COMMENTO: E’ la tradizionale lotta fra il bene e il male, fra la giustizia e l’ingiustizia, fra un uomo che osa anche perche
perché sa che la sua vita sarà in ogni caso breve e che forse è meglio lasciare il mondo sotto i colpi di una pistola, piuttosto
che languire a lungo e soffrendo in un letto d’ospedale.
In una nazione in cui il potere corrosivo si espande come una metastasi, omologando chiunque, il vice commissario, quasi un
nuovo Gesù, si oppone, per quanto possibile e benché sia consapevole che la sua battaglia è persa in partenza; tutto e tutti
gli sono contro, anche quella morte di cui avverte il fiato sul collo, ma lui prosegue imperterrito, facendo leva sulla sua
intelligenza e su una sottile ironia che gli impedisce di essere compassionevole con se stesso.
Ha sempre sotto gli occhi una riproduzione di un’opera di Durer, Il cavaliere, la morte e il diavolo, una metafora della sua
situazione, una certezza che nei tempi è sempre stata una lotta fra il bene e il male, fra quel cavaliere che è lui e quel diavolo
che è Aurispa. Fra loro c’è solo la morte, che alla fine, come per tutti, pareggerà i conti.
LA SCOMPARSA DI MAJORANA (1975)
fondato sull’episodio di cronaca della presunta morte, nel 1938, del fisico Ettore Majorana. Sciascia raccoglie le notizie
frammentarie sul fatto, le dichiarazioni di persone vicine a Majorana e le rielabora in modo personale.

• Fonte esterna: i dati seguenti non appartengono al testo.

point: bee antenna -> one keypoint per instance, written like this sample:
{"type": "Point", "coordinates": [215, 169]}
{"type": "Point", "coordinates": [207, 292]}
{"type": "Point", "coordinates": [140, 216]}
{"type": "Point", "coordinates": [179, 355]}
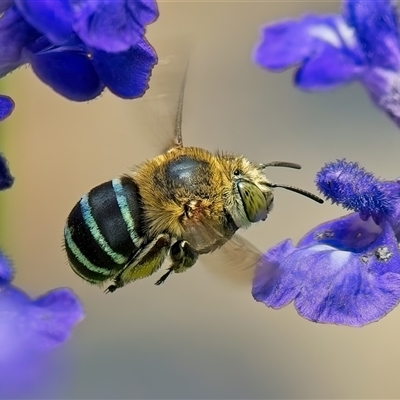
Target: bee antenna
{"type": "Point", "coordinates": [281, 164]}
{"type": "Point", "coordinates": [297, 190]}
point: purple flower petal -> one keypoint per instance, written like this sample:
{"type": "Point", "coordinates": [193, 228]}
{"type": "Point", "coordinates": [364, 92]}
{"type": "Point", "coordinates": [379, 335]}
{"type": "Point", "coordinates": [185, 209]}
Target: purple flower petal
{"type": "Point", "coordinates": [350, 185]}
{"type": "Point", "coordinates": [290, 42]}
{"type": "Point", "coordinates": [6, 179]}
{"type": "Point", "coordinates": [6, 107]}
{"type": "Point", "coordinates": [52, 317]}
{"type": "Point", "coordinates": [126, 74]}
{"type": "Point", "coordinates": [15, 34]}
{"type": "Point", "coordinates": [28, 330]}
{"type": "Point", "coordinates": [349, 232]}
{"type": "Point", "coordinates": [332, 284]}
{"type": "Point", "coordinates": [331, 67]}
{"type": "Point", "coordinates": [376, 26]}
{"type": "Point", "coordinates": [6, 270]}
{"type": "Point", "coordinates": [5, 4]}
{"type": "Point", "coordinates": [69, 72]}
{"type": "Point", "coordinates": [113, 25]}
{"type": "Point", "coordinates": [53, 18]}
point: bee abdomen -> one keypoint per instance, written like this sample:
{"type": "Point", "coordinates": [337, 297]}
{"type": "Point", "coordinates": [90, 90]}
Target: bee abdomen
{"type": "Point", "coordinates": [104, 230]}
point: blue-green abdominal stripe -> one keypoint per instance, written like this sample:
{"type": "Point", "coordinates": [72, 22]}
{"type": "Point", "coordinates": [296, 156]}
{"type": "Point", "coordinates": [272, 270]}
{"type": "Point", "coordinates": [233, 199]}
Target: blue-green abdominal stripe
{"type": "Point", "coordinates": [97, 234]}
{"type": "Point", "coordinates": [81, 258]}
{"type": "Point", "coordinates": [126, 212]}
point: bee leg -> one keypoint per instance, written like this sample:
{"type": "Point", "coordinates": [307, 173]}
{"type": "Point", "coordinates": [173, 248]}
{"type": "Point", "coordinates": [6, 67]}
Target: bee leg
{"type": "Point", "coordinates": [182, 256]}
{"type": "Point", "coordinates": [143, 264]}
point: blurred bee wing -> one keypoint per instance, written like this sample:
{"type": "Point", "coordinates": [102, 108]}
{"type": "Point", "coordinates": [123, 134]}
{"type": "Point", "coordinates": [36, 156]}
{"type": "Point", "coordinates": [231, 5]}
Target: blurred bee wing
{"type": "Point", "coordinates": [202, 235]}
{"type": "Point", "coordinates": [235, 262]}
{"type": "Point", "coordinates": [160, 107]}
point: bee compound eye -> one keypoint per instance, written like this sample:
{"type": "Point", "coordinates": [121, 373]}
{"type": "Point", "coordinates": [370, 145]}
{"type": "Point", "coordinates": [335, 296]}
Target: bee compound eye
{"type": "Point", "coordinates": [255, 203]}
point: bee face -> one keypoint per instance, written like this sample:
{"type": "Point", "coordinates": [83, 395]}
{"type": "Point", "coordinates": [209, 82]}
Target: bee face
{"type": "Point", "coordinates": [249, 199]}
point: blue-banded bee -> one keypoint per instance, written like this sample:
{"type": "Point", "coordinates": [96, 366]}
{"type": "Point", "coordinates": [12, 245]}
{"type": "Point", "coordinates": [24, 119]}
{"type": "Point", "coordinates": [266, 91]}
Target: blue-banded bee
{"type": "Point", "coordinates": [184, 203]}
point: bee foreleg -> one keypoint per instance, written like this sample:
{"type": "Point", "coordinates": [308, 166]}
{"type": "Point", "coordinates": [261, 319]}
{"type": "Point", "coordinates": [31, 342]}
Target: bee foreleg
{"type": "Point", "coordinates": [182, 256]}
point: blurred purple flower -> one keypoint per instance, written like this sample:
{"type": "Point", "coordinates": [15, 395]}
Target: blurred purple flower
{"type": "Point", "coordinates": [29, 329]}
{"type": "Point", "coordinates": [345, 271]}
{"type": "Point", "coordinates": [79, 47]}
{"type": "Point", "coordinates": [329, 51]}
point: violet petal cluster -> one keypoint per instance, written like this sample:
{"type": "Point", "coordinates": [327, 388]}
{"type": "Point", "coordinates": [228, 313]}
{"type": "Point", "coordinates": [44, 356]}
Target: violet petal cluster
{"type": "Point", "coordinates": [362, 44]}
{"type": "Point", "coordinates": [79, 47]}
{"type": "Point", "coordinates": [29, 328]}
{"type": "Point", "coordinates": [345, 271]}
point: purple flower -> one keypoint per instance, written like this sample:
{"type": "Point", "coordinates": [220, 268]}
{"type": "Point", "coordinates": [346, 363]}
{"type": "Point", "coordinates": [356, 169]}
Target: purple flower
{"type": "Point", "coordinates": [79, 47]}
{"type": "Point", "coordinates": [29, 329]}
{"type": "Point", "coordinates": [362, 45]}
{"type": "Point", "coordinates": [345, 271]}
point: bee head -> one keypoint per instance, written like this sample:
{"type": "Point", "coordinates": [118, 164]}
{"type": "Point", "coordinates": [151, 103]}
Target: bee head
{"type": "Point", "coordinates": [251, 197]}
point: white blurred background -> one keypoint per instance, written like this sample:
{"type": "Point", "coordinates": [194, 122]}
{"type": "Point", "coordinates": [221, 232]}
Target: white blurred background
{"type": "Point", "coordinates": [197, 337]}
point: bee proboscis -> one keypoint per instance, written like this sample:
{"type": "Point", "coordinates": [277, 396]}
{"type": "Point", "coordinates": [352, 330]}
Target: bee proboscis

TRAMA: La sera del 25 marzo 1938 Ettore Majorana, allora trentunenne, si imbarca a Napoli sul traghetto diretto a Palermo
lasciando due lettere nelle quali preannuncia la propria "scomparsa". Giunto a Palermo scrive però di distruggere le lettere
che aveva inviato il giorno prima e annuncia di essere di ritorno a Napoli l'indomani. Il suo mancato arrivo a Napoli è noto, e
Sciascia si interroga sulle congetture fatte in proposito formulandone anche di proprie. In particolare avanza l'ipotesi che
Majorana possa essersi ritirato presso un convento ricusando il suo ruolo di scienziato in seguito a una intuizione circa il
possibile sviluppo della bomba atomica e le conseguenze potenzialmente disastrose che ne sarebbero scaturite.
L'AFFAIRE MORO (1979)
Scritto a caldo nel 1978, questo libro non ha che guadagnato con gli anni. Mentre, in una nobile gara di codardia, i politici
italiani, nonché i giornalisti, si affannavano a dichiarare che le lettere di Moro dalla prigionia erano opera di un pazzo o
comunque prive di valore perché risultanti da una costrizione, Sciascia si azzardò a 'leggerle', con l'acume e lo scrupolo che
sempre aveva verso qualsiasi documento. Riuscì in tal modo, sulla base di quelle lettere, a ricostruire una intelaiatura di
pensieri, di correlazioni, di fatti che sono, fino ad oggi, ciò che più ci ha permesso di capire, o di avvicinarci a capire, un
episodio orribile della nostra storia.
TODO MODO (1974)
Il romanzo è fondamentalmente un giallo ma è ricco di riferimenti alla politica italiana e al movimentato periodo degli anni
settanta.
TITOLO: è una citazione da una preghiera del fondatore dell'ordine dei Gesuiti, rappresenta un modello di cultura elitaria
proprio come quello che rappresenta Don Gaetano nel romanzo e come quella che Sciascia prende a modello, a partire da 13
Stendhal. Il titolo del romanzo sta a significare che per salvarsi, per salvare la chiesa, qualunque cosa è permessa, anche
uccidere, anche il cannibalismo.
TRAMA: ha come protagonista un conosciuto pittore, di cui non viene mai fatto il nome, che ha bisogno di un periodo di pace
in solitudine. Alla vista di un cartello che indica un eremo, il pittore pensa di recarvisi. Scopre poi che l'eremo è stato
trasformato in un tetro hotel. Tuttavia entrando nella hall dell'albergo trova un prete: discorrendo con questi scopre che l'hotel
è stato fondato da un certo Don Gaetano e che in certi periodi dell'anno è utilizzato da quest'ultimo per ospitare dei ritiri
spirituali di persone di alta estrazione sociale (ministri, politici, direttori di banche...).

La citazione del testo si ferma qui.